Which all seems quite reasonable, yet I can't shake the idea that vetting a person is a very different proposition from vetting an animal. Regardless of how many common elements exist between the two enterprises - checking on health records, behavioral predispositions, working style - I wonder if our modern obsession with getting everything "right" is causing us to overlook what matters most.

Ben Carson is the latest politico to chafe under the spotlight. His response is reactive recoiling, complaining that he is being scrutinized to an unprecedented extent. Really? Just look at the background checks performed on Barack Obama, Donald Trump, Bill and Hillary Clinton, George W. Bush, Marco Rubio and countless others whose lives have been examined to a degree that even the sanest person would find maddening. As fellow GOP presidential candidate Mike Huckabee said on Morning Joe: "This is part of the process. This ain't bean bag, as we say." I don't mean to imply that the process of vetting should be discarded. How else could we discover discrepancies between political proclamation and actual practice, or learn of real lapses in character that could have profound implications if left uncovered?
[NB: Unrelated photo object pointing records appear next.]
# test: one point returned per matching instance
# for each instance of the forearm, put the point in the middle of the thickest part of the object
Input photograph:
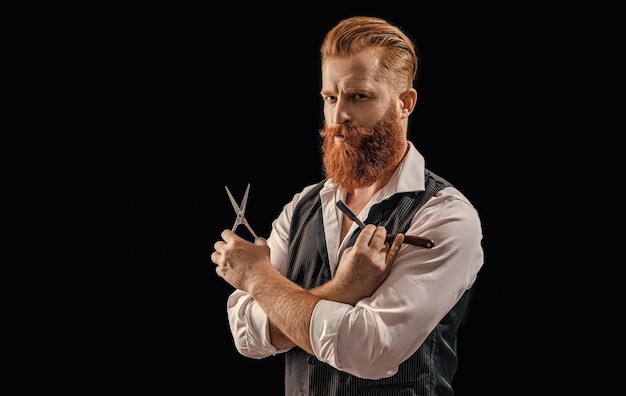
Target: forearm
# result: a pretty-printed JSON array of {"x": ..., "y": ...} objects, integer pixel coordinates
[{"x": 289, "y": 309}]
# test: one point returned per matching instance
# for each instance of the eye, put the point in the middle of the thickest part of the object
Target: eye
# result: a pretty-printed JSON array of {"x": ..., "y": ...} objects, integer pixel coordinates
[{"x": 359, "y": 97}]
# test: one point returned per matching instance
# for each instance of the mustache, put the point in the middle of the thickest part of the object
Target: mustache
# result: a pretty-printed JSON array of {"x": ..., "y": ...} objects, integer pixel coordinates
[{"x": 348, "y": 132}]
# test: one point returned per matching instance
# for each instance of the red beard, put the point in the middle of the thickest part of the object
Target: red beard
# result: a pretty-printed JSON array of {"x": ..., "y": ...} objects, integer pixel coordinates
[{"x": 381, "y": 149}]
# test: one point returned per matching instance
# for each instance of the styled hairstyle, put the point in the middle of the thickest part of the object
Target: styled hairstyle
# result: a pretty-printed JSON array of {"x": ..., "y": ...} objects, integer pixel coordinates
[{"x": 398, "y": 59}]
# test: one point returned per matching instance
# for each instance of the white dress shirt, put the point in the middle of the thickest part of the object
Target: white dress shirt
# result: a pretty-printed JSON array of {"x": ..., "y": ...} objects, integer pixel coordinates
[{"x": 372, "y": 338}]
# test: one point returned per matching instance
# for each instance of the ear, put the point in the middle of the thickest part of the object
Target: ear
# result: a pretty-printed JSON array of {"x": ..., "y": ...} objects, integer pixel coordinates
[{"x": 409, "y": 101}]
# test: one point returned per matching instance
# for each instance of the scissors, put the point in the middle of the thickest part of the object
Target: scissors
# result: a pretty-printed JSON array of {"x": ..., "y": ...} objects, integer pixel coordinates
[{"x": 241, "y": 210}]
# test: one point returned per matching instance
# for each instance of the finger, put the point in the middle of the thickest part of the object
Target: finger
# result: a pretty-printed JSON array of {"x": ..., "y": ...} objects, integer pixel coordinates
[
  {"x": 366, "y": 235},
  {"x": 228, "y": 235},
  {"x": 394, "y": 249}
]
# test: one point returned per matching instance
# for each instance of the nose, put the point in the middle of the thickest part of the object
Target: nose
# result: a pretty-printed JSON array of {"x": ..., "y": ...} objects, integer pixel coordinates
[{"x": 341, "y": 115}]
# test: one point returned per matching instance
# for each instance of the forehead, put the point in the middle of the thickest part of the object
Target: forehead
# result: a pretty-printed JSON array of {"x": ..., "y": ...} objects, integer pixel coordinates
[{"x": 360, "y": 69}]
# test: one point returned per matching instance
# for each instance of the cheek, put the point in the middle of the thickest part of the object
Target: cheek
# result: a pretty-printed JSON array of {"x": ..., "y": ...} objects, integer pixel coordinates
[{"x": 366, "y": 118}]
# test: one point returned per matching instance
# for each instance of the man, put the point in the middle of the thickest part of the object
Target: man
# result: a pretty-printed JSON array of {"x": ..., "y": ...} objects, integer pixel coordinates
[{"x": 351, "y": 313}]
But we may be reaching a watershed moment where the benefits of proper vetting are overshadowed by a zealous desire to either ordain perfection or, more frequently, find fault. When the media itself starts questioning the practice, you know something is afoot. This growing unease with vetting is potentially problematic. While it is perfectly reasonable to ask Jeb Bush about his history of working with state legislatures, do we really need to know what he thinks of fantasy football gambling? Worse yet, when the vetting process amplifies a past incident that is salacious but non-character destroying or non-criminal in nature, it turns attention away from the candidate and toward the questioner. It undermines the process itself and if the process is discounted, it erodes the faith people have in the very thing designed to help them avert disaster. Further, it opens the door to all kinds of shady characters and crackpots grabbing for power unencumbered by fear of their true selves being exposed. A lack of faith in reasonable, focused vetting hurts today and, without question, hurts the future.

So how do we reasonably examine a Presidential candidate, business leader or even the person we entrust with caring for our children while we are out of the house? Well, one's prior history does hold value, as does gaining an understanding of a candidate/applicant's views on topics most relevant to the role sought. In other words, does what you say line up with what you do and support what you once did? There are other highly relevant factors that one's history and beliefs can uncover; factors like resiliency, transparency, fairness, compassion and wisdom. Factors relevant and vital to any role, especially roles where the lives and welfare of the many rest in the hands of the few.

So yes, vetting is here to stay as a necessary evil, an evil no one chooses to encounter. We are, each of us, owners of something in our past we'd rather not see come to light. Something that may have shaped who we are but does not express the full sum of what we are today. Dig up what matters to the job one seeks and refrain from doing more. After all, let he who is without sin cast the first stone.